Lo Zambia cade nell’oblio del calcio.
2010.
Un bel francese abbronzato, capelli lunghi e faccia da surfista si presenta nell’ufficio di una nostra conoscenza. È Herve Renard, che riceve da Kalusha la guida della panchina della nazionale zambiana, il quale nel frattempo è diventato presidente, e ha portato i Chipolopolo (proiettili di rame) a giocare la prima Coppa d’Africa dal 1994. Lo Zambia è palesemente un outsider, le nazionali quotate sono ben altre. Ma il nostro Renard, che nomen omen è un tipo abbastanza furbo (Renard vuol dire volpe in francese, N.d.A.) fa giocare questi ragazzi come delle ire di Dio. In campo sembrano essere trasformati, dalla timida squadra che si è qualificata quasi per sbaglio non c’è ricordo. Non hanno alzato la cresta dopo aver battuto nel girone il Senegal – una delle favorite – non si sono esaltati neanche dopo aver conquistato il primo posto nel proprio gruppo, o dopo aver massacrato il Sudan ai quarti. La semifinale con il Ghana, che sembrava un ostacolo insormontabile, è stata giocata con cuore e talento. In campo sono undici, ma sembrano il doppio, sembrano ventidue. O lo sono, in ventidue?
Questa edizione è stata giocata in due Paesi. Uno è la Guinea Equatoriale, l’altro è il Gabon. Indovinate qual è la capitale del Gabon? Libreville, maledetta Libreville. Ma si può sconfiggere il crudele dio del calcio? Ha tolto i figli migliori del calcio zambiano, ha ucciso due volte Kalusha, ma alla terza volta no. La terza volta il crudele dio del calcio non può più opporsi al lieto fine.

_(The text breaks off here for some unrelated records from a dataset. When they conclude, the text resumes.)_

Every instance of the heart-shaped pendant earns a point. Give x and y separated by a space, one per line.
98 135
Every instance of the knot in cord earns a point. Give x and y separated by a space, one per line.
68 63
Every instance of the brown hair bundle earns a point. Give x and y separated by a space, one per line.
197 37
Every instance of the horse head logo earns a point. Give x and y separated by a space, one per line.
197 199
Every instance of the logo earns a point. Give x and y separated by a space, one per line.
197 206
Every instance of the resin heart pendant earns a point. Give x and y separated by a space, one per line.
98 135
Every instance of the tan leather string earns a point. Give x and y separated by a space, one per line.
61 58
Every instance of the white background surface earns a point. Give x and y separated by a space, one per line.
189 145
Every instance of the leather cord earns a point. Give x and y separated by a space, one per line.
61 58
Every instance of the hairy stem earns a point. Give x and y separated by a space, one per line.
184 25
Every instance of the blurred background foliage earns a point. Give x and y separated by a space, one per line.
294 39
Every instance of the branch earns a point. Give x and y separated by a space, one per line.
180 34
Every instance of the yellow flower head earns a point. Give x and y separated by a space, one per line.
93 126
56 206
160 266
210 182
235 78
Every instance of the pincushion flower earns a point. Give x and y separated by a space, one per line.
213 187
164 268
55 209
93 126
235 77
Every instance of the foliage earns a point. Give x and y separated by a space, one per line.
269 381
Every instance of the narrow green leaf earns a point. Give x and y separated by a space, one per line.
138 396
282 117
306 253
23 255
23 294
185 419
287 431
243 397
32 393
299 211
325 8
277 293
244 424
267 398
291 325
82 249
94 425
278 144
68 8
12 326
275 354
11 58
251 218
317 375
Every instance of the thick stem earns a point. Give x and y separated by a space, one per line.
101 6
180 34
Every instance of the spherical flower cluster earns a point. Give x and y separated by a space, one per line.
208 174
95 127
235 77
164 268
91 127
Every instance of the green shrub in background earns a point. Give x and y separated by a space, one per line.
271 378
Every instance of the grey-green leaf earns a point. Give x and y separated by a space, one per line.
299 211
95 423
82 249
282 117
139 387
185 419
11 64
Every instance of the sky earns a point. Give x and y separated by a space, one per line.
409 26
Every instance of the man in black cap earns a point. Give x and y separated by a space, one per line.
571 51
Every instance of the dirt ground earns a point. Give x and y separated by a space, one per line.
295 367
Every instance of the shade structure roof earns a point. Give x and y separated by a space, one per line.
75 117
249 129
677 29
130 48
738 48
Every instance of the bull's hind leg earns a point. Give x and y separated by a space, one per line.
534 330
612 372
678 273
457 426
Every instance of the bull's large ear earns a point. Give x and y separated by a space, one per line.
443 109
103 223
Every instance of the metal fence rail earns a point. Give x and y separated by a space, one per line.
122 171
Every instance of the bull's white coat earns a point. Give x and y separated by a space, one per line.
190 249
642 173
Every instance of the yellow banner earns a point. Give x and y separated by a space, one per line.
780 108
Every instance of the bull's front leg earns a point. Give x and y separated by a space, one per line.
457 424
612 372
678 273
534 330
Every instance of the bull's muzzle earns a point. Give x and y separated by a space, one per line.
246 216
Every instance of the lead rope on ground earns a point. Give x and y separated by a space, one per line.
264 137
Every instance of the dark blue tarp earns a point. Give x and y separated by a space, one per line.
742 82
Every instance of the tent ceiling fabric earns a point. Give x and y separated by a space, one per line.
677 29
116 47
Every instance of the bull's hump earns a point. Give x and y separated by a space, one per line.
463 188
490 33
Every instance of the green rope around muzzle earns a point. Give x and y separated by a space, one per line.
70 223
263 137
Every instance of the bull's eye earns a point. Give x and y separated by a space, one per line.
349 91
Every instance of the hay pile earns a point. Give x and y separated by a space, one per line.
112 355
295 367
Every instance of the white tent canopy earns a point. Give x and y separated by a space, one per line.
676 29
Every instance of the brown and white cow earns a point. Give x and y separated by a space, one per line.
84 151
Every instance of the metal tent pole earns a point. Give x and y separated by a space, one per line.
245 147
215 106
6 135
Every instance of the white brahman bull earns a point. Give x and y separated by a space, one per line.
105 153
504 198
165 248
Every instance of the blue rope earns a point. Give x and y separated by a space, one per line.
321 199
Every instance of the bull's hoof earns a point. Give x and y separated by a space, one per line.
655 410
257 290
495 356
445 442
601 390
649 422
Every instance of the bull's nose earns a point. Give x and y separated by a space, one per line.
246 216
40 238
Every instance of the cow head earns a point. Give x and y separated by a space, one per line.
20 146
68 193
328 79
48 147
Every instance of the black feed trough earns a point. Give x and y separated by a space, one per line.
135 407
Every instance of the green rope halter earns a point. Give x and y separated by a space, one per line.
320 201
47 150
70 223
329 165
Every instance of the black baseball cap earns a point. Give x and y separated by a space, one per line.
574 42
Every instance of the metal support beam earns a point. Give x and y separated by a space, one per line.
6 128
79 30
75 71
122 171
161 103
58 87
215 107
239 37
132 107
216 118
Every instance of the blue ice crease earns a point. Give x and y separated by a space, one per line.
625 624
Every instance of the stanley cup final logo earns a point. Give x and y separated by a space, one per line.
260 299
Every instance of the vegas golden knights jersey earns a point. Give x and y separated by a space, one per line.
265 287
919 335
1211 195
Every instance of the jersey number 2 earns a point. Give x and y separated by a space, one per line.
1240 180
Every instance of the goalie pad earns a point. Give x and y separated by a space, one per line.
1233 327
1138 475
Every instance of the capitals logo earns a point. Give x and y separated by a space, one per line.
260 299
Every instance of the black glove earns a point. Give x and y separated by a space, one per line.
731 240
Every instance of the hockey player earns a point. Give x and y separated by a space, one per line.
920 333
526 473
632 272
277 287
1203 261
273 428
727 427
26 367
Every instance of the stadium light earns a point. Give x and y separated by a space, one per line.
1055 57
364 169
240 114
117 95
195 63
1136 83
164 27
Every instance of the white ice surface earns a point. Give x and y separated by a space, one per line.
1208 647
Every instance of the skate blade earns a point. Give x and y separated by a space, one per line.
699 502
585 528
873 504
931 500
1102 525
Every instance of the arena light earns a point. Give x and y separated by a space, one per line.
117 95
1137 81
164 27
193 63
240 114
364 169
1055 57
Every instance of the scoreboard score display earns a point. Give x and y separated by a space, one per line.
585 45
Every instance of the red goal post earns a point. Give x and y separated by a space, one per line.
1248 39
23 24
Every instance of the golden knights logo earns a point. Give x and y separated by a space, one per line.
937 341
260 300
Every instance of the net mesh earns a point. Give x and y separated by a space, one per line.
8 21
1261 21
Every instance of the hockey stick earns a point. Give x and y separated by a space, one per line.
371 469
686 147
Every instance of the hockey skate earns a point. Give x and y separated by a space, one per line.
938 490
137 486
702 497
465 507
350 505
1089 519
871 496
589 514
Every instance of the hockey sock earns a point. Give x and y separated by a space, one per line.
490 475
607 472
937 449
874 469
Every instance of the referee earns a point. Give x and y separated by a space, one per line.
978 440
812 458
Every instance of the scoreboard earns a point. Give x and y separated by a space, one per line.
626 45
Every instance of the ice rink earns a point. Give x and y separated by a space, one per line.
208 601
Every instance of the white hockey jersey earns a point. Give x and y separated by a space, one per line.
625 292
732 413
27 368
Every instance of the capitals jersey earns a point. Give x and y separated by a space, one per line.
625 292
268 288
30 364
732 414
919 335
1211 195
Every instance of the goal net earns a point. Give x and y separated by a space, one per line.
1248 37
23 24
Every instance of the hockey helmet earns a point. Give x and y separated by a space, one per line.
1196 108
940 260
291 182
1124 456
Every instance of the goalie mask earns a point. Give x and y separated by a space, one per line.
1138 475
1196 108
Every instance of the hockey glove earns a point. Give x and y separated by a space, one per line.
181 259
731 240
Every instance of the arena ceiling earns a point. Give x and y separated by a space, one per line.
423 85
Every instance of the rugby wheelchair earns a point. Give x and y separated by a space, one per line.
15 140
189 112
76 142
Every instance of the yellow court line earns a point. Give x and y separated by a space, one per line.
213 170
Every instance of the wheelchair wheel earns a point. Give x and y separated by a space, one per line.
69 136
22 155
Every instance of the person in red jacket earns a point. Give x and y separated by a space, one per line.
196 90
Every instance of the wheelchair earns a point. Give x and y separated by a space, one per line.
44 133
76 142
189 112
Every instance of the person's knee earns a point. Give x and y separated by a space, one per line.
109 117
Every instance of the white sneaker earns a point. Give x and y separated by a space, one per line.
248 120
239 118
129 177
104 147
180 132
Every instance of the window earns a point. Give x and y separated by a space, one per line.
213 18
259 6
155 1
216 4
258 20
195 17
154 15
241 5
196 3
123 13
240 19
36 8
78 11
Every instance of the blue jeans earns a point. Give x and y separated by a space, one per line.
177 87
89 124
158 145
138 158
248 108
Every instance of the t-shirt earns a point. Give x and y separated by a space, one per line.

Questa storia si conclude a Libreville il 12 febbraio 2012, con Stophira Sunzu sul dischetto. Il giovane Sunzu, numero 13 stampato sulle spalle, arriva a calciare da quei fatidici undici metri dopo una partita tiratissima, dove lo Zambia ha giocato alla pari della squadra più forte del torneo. Sunzu ha la faccia emozionata di un intero Paese che sopravvive da sempre grazie al rame. Il baldanzoso numero 13 arriva davanti al portiere ivoriano, dopo un’estenuante serie di rigori che costringe i calciatori zambiani a ricacciare ripetutamente in gola l’urlo liberatorio che il loro Paese trattiene dal 1993. Stophira Sunzu va a battere il calcio di rigore cantando. Finalmente è arrivato il momento. Finalmente, il destino solitamente avverso a questa nazionale si fa da parte. Finalmente il dio del calcio concede il lieto fine: Sunzu segna. Lo Zambia è campione d’Africa, a Libreville, dove nel 1993 la sua nazionale venne inghiottita per sempre dalle placide acque dell’Oceano Atlantico. È la vittoria di quei diciotto calciatori mai dimenticati dal popolo zambiano, quello stesso popolo che dopo diciannove interminabili anni, proprio a Libreville, la maledetta Libreville, è riuscito ad asciugarsi finalmente le lacrime ed è tornato a cantare e sorridere.